Any error by counsel in not explaining the differences between Range I and Range II offenders did not and could not warrant setting aside the guilty plea and sentence under the circumstances of this case. See generally Strickland v. Washington, 466 U.S. 668, 104 S.Ct. 2052, 2064, 80 L.Ed.2d 674 (1984).
It is generally true, as pointed out in the dissenting opinion, that a judgment imposed by a trial court in direct contravention of express statutory provisions regarding sentencing is illegal and is subject to being set aside at any time, even if it has become final. See State v. Burkhart, 566 S.W.2d 871 (Tenn. 1978). In that case, however, the trial judge had ordered a sentence for escape to be served concurrently with a previous sentence in direct contravention of a statute requiring the sentence to be consecutive.

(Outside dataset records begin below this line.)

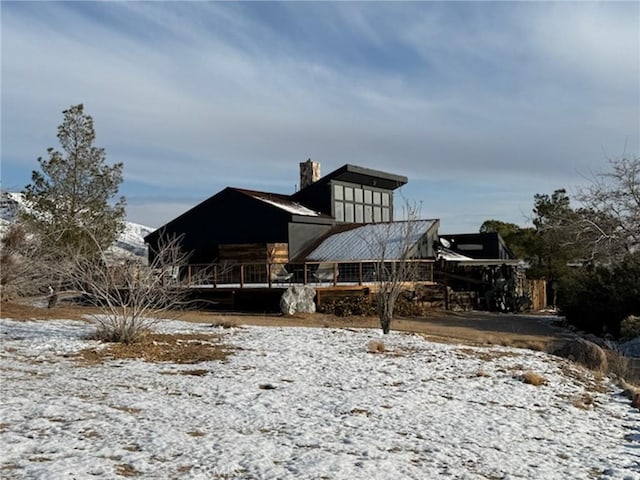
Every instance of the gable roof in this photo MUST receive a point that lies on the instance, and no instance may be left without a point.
(374, 241)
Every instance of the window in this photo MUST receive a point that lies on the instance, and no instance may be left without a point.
(337, 192)
(348, 212)
(353, 203)
(339, 211)
(348, 194)
(368, 213)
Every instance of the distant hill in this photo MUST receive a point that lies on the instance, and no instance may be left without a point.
(130, 242)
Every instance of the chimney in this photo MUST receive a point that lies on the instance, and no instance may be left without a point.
(309, 173)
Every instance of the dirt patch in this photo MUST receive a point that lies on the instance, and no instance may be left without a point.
(161, 347)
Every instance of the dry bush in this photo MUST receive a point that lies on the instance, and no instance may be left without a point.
(620, 366)
(584, 402)
(130, 293)
(585, 353)
(224, 324)
(376, 346)
(533, 378)
(632, 393)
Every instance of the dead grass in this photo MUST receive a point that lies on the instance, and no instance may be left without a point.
(131, 410)
(126, 470)
(486, 355)
(224, 323)
(161, 347)
(535, 379)
(23, 312)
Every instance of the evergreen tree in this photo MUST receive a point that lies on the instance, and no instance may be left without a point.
(72, 204)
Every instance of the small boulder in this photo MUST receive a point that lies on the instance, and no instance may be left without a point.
(298, 299)
(584, 352)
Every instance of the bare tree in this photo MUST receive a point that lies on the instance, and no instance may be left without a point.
(131, 295)
(19, 275)
(395, 246)
(610, 221)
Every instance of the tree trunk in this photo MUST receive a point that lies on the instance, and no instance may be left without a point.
(385, 312)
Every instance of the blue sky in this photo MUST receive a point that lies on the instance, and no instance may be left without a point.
(481, 104)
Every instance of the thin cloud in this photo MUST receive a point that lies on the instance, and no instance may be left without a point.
(199, 95)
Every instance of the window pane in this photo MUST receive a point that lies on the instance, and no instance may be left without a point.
(348, 194)
(377, 214)
(339, 213)
(368, 213)
(348, 212)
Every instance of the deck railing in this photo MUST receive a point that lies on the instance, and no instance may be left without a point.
(219, 275)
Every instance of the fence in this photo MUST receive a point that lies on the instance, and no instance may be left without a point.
(242, 275)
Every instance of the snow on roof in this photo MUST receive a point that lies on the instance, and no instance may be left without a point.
(371, 241)
(282, 202)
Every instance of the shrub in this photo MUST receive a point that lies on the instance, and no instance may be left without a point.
(597, 299)
(376, 346)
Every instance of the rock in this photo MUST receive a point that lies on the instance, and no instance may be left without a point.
(631, 348)
(584, 352)
(298, 299)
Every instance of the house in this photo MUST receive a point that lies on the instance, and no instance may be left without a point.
(485, 245)
(483, 264)
(238, 225)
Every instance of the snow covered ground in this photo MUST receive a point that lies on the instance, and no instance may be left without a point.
(421, 410)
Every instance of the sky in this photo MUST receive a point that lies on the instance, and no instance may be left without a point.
(480, 104)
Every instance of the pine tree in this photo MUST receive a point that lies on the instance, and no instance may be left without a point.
(72, 204)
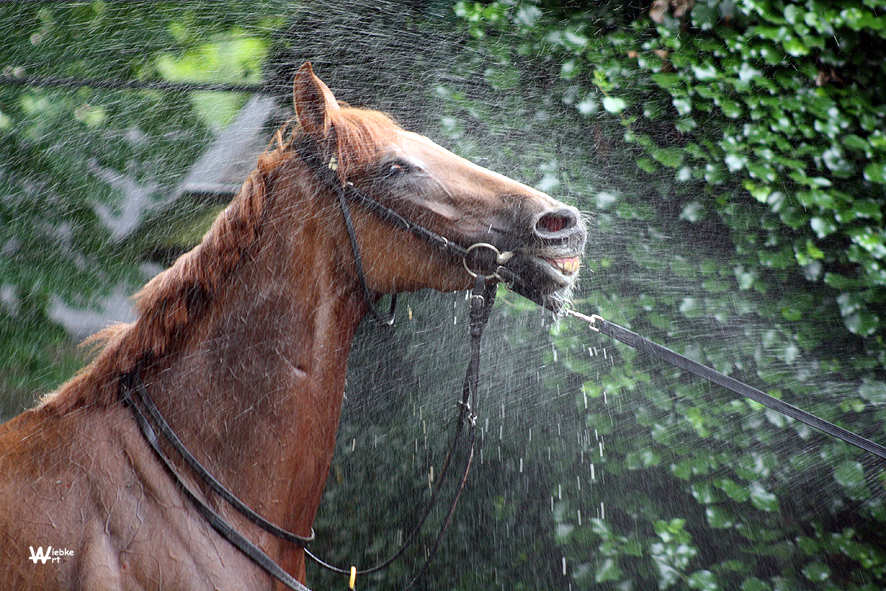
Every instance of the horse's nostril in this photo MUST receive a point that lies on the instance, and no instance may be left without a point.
(556, 221)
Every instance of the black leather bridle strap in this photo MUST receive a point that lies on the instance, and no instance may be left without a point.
(634, 340)
(203, 473)
(225, 529)
(482, 300)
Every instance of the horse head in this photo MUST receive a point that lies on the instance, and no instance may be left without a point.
(499, 223)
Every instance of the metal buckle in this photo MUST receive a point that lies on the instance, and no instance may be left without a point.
(500, 258)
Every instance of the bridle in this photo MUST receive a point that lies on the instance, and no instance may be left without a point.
(135, 395)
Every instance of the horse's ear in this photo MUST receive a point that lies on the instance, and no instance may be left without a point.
(313, 103)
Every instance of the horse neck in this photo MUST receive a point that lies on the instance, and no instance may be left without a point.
(256, 390)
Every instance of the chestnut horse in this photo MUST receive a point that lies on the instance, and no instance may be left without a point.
(243, 344)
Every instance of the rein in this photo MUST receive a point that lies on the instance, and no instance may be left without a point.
(632, 339)
(482, 300)
(132, 388)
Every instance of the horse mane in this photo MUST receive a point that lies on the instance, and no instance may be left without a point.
(169, 304)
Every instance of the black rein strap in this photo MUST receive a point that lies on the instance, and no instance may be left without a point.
(634, 340)
(131, 382)
(482, 300)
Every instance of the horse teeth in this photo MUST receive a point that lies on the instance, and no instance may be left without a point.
(567, 266)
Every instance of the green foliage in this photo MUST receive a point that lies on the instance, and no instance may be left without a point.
(781, 102)
(79, 166)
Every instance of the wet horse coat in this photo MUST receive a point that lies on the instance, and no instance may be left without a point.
(243, 345)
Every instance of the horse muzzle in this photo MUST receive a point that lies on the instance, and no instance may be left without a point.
(545, 265)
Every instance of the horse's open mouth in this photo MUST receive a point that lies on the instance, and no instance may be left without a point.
(567, 266)
(546, 280)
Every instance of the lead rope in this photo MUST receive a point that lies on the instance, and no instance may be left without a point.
(482, 300)
(225, 529)
(632, 339)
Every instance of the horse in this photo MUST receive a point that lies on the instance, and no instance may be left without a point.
(243, 344)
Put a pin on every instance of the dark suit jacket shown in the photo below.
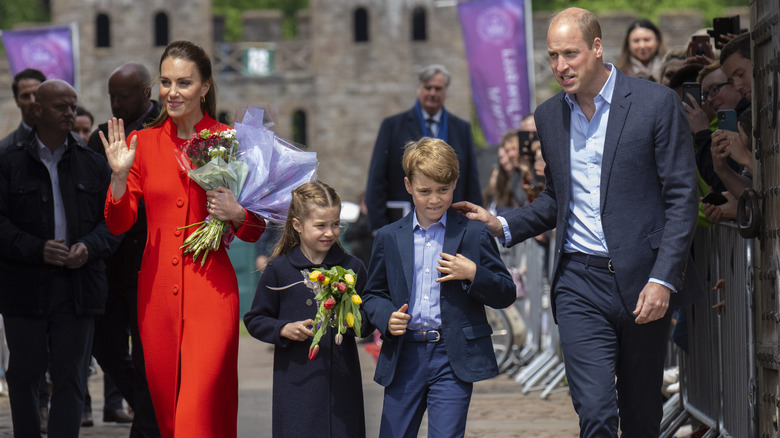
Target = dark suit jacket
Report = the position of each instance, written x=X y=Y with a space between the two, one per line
x=649 y=199
x=27 y=222
x=386 y=176
x=463 y=323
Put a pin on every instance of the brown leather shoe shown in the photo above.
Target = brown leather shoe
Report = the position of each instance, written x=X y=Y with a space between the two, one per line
x=86 y=419
x=117 y=416
x=44 y=419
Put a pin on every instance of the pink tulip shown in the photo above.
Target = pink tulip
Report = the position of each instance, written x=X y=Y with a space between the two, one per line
x=313 y=352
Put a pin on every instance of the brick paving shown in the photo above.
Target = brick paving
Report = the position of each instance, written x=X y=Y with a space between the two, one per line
x=498 y=409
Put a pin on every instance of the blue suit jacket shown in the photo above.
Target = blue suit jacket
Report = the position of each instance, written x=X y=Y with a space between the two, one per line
x=649 y=199
x=465 y=329
x=386 y=175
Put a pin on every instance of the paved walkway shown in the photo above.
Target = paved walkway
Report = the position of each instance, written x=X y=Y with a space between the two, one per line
x=497 y=408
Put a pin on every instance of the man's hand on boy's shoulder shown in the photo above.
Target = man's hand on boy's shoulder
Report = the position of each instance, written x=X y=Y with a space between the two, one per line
x=477 y=213
x=456 y=267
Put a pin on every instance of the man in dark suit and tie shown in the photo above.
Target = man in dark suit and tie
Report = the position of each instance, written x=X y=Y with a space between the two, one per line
x=621 y=191
x=386 y=197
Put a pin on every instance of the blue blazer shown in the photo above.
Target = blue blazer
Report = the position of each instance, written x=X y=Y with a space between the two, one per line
x=649 y=198
x=465 y=329
x=386 y=175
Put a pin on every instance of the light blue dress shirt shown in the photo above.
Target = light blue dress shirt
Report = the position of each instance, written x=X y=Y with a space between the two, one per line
x=584 y=232
x=50 y=160
x=424 y=302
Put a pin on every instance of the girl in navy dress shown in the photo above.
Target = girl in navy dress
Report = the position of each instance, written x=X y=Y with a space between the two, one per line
x=322 y=396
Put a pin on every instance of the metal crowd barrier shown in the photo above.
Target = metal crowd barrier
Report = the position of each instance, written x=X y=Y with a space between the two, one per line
x=537 y=364
x=717 y=374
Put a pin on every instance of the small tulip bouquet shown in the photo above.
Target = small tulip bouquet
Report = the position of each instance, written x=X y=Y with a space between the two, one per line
x=337 y=303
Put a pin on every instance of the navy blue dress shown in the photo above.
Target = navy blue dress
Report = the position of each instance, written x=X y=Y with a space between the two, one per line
x=324 y=396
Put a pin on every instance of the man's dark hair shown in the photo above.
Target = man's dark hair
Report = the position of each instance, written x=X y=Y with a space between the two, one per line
x=740 y=44
x=28 y=73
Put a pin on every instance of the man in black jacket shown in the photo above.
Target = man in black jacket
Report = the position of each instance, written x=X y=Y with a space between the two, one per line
x=129 y=88
x=53 y=239
x=26 y=82
x=386 y=196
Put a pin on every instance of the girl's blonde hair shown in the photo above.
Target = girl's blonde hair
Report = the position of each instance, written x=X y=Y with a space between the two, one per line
x=315 y=193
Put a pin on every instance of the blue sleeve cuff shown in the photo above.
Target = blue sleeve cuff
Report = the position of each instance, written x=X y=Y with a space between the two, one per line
x=663 y=283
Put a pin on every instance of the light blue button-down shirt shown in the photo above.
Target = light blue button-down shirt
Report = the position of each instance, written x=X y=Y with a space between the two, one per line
x=424 y=303
x=584 y=232
x=50 y=160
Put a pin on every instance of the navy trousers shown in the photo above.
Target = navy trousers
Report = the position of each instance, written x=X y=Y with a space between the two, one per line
x=61 y=340
x=424 y=379
x=613 y=365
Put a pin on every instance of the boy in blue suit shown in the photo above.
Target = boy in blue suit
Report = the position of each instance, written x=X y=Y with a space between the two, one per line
x=431 y=273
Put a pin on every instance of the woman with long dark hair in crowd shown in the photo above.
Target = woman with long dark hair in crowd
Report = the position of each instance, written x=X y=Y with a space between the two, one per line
x=643 y=50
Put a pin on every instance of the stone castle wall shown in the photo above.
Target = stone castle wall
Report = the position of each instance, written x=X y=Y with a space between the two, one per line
x=344 y=88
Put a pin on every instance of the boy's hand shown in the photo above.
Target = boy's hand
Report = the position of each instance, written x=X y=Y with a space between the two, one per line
x=396 y=326
x=298 y=330
x=456 y=267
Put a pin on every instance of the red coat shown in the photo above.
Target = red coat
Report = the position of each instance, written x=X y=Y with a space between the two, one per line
x=192 y=367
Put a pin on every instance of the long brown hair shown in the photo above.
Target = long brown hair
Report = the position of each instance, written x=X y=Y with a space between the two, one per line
x=624 y=61
x=315 y=193
x=194 y=53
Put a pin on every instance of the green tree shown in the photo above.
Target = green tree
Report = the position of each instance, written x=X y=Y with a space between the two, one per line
x=232 y=10
x=13 y=12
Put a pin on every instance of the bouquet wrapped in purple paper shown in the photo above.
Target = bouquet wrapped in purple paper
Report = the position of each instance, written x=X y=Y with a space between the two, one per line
x=260 y=168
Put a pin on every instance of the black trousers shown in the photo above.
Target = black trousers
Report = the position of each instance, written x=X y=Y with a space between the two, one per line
x=613 y=364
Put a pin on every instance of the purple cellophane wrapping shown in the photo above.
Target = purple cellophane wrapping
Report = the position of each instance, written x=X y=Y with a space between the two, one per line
x=275 y=168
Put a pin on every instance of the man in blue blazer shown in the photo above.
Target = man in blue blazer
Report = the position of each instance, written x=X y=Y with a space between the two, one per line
x=621 y=191
x=386 y=197
x=431 y=274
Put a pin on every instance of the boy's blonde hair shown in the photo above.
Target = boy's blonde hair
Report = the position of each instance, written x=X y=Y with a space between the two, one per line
x=431 y=157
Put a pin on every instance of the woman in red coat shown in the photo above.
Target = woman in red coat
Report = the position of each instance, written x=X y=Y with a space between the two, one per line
x=187 y=313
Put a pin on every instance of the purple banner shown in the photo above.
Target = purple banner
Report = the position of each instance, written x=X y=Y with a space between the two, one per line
x=495 y=40
x=48 y=49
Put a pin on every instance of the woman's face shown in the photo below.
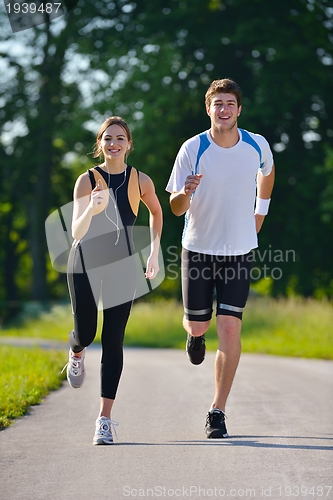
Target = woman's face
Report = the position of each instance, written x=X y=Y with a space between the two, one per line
x=114 y=142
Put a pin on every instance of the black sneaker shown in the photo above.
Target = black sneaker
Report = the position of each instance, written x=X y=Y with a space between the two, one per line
x=196 y=349
x=215 y=424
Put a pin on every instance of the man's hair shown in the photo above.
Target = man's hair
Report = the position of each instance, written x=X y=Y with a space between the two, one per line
x=112 y=120
x=225 y=86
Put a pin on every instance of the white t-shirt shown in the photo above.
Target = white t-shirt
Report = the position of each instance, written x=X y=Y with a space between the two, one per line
x=220 y=220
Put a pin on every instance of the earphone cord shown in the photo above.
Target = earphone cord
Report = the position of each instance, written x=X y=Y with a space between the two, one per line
x=114 y=201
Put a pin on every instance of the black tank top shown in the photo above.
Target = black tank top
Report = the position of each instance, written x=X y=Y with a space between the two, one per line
x=109 y=237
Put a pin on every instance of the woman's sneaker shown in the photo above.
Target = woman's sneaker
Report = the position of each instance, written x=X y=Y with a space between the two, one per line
x=215 y=424
x=75 y=369
x=103 y=433
x=196 y=349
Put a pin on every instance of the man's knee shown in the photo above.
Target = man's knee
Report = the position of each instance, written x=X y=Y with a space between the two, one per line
x=228 y=326
x=195 y=328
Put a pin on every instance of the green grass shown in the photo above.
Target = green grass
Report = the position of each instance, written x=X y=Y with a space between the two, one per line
x=27 y=375
x=286 y=327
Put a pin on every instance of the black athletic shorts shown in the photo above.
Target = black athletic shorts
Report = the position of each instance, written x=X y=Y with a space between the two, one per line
x=202 y=274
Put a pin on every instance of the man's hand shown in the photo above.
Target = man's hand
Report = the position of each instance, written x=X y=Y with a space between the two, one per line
x=191 y=183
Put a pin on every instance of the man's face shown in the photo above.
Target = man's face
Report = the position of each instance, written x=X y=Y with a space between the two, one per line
x=224 y=111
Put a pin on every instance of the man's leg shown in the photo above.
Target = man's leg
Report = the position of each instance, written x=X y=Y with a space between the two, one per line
x=227 y=357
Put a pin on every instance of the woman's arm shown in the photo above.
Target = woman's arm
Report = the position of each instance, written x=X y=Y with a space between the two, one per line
x=265 y=185
x=149 y=198
x=86 y=202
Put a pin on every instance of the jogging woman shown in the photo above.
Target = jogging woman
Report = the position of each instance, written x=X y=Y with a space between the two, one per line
x=101 y=264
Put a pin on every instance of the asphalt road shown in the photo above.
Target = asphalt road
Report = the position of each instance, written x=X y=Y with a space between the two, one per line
x=280 y=421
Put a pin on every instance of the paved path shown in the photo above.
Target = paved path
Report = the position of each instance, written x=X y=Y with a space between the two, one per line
x=280 y=421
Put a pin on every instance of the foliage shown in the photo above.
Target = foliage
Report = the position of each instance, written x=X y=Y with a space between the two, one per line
x=286 y=327
x=27 y=376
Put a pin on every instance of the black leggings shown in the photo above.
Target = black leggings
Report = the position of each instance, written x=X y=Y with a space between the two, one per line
x=85 y=313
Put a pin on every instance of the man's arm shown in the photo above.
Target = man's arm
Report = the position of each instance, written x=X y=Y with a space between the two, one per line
x=180 y=201
x=264 y=190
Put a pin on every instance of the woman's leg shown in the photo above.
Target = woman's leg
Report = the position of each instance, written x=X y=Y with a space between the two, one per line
x=114 y=324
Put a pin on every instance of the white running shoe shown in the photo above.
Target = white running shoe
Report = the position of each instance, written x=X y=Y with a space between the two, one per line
x=103 y=433
x=75 y=369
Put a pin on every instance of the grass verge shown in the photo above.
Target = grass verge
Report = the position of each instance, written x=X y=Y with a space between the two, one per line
x=285 y=327
x=27 y=376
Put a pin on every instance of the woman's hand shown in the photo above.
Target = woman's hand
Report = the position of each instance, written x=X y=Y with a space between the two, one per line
x=152 y=267
x=99 y=198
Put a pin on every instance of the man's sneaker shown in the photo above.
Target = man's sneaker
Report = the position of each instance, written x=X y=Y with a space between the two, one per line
x=196 y=349
x=103 y=433
x=75 y=369
x=215 y=424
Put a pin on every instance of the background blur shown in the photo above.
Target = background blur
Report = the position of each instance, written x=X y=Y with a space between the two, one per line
x=151 y=61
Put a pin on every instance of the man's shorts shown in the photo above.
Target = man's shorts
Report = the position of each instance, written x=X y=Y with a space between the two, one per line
x=229 y=275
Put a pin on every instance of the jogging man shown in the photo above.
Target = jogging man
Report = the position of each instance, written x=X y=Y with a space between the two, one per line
x=222 y=180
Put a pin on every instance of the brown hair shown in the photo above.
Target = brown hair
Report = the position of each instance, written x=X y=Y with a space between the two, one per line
x=112 y=120
x=224 y=86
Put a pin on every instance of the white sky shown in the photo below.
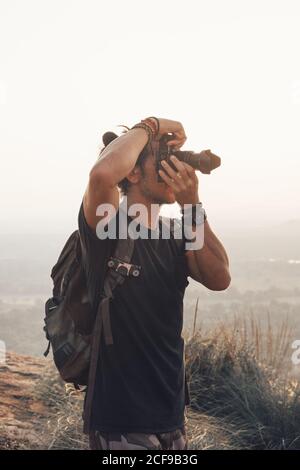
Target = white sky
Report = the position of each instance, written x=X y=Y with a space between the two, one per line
x=70 y=70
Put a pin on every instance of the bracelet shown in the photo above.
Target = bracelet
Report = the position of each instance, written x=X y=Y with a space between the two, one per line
x=156 y=124
x=193 y=214
x=151 y=124
x=147 y=128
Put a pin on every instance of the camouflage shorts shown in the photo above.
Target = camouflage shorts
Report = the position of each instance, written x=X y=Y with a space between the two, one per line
x=173 y=440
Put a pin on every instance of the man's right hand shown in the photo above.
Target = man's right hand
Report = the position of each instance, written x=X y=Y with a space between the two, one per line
x=167 y=126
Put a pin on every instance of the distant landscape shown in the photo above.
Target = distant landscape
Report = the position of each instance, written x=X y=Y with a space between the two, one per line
x=265 y=267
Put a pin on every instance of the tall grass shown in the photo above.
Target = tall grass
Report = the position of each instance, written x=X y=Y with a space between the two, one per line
x=242 y=395
x=239 y=376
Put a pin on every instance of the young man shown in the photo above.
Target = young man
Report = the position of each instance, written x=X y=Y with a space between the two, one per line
x=140 y=390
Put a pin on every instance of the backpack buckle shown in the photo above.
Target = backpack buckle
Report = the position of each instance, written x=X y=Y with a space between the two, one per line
x=126 y=269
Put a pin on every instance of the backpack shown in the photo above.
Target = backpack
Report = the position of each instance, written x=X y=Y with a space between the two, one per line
x=71 y=328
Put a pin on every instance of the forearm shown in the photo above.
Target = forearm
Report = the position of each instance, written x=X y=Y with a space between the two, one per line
x=119 y=158
x=211 y=261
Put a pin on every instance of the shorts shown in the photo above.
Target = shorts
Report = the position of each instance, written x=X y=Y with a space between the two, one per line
x=172 y=440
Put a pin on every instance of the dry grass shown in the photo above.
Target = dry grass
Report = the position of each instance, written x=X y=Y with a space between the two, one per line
x=239 y=375
x=241 y=394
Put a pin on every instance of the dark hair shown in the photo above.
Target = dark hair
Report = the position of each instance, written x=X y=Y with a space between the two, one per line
x=107 y=138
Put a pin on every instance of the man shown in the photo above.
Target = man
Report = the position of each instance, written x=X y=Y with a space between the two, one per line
x=140 y=391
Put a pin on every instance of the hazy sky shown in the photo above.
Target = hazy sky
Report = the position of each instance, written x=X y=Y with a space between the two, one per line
x=70 y=70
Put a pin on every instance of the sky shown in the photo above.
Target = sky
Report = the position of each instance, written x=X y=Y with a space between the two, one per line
x=71 y=70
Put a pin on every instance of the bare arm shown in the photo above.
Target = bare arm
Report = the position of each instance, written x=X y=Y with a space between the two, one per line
x=116 y=162
x=209 y=265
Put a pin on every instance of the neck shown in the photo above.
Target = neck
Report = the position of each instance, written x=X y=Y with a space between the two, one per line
x=149 y=216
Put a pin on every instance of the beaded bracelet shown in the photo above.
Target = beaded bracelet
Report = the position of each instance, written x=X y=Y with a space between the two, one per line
x=147 y=128
x=157 y=122
x=152 y=124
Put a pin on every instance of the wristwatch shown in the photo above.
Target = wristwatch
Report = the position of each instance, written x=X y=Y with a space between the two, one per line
x=193 y=214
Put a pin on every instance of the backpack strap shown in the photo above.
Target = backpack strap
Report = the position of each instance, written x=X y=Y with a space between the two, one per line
x=123 y=251
x=115 y=276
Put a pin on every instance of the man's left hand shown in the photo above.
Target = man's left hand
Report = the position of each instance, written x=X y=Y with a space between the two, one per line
x=184 y=181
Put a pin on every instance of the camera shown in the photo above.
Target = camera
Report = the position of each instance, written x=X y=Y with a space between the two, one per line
x=205 y=161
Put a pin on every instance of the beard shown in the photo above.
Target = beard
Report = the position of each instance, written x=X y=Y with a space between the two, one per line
x=157 y=194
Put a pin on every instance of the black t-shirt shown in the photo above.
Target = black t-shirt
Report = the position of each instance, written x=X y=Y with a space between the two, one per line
x=140 y=382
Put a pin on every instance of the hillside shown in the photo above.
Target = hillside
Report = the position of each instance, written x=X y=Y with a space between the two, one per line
x=242 y=396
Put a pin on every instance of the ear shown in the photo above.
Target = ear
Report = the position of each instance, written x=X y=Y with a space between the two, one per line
x=135 y=175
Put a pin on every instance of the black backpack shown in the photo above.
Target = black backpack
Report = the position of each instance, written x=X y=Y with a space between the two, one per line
x=70 y=325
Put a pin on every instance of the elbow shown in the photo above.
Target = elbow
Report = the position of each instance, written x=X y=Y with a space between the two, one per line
x=101 y=175
x=221 y=281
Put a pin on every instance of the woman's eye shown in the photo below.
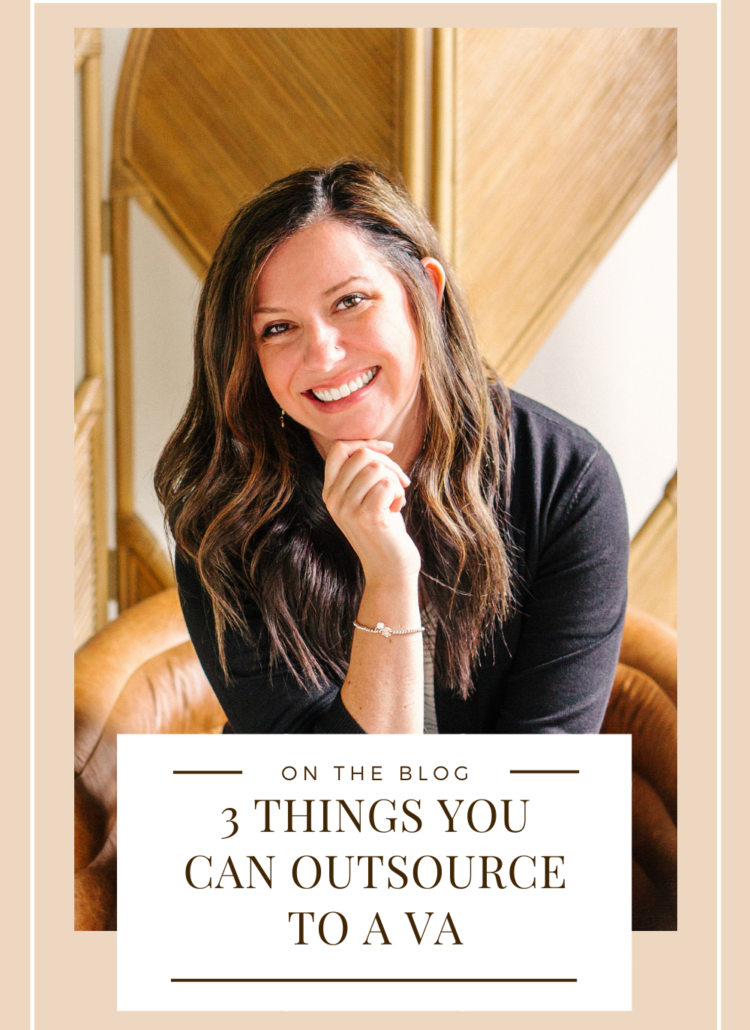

There have been other cases where sentences were imposed which were higher or lower than that authorized by the statute designating the punishment for the crime. In those cases the sentences have been held subject to being later vacated or corrected. See State v. Hamlin, 655 S.W.2d 200, 201 (Tenn. Crim. App. 1983).
As previously stated, that is not the situation here. The sentence imposed was clearly within statutory limits fixed for the offense of murder in the second degree. In our opinion any question as to the classification of appellant as a Range II offender or as to his release eligibility was waived by the guilty plea. It was not a constitutional error in and of itself and at most rendered the sentence subject to attack on direct review by appeal. Appellant waived any right of appeal in the guilty plea proceedings, and expressly agreed to be sentenced with the classification and parole eligibility imposed. These were the only terms which the District Attorney General would even consider and, in our opinion, the resulting sentence was clearly lenient and in the best interest of appellant.
Any error of his attorney in not advising him of the distinctions between Range I and Range II offenders under the circumstances of this case had no effect whatever upon the defense or the disposition of the original criminal charges.
The judgment of the Court of Criminal Appeals is affirmed at the cost of appellant.
BROCK, C.J., and FONES, COOPER and DROWOTA, JJ., concur.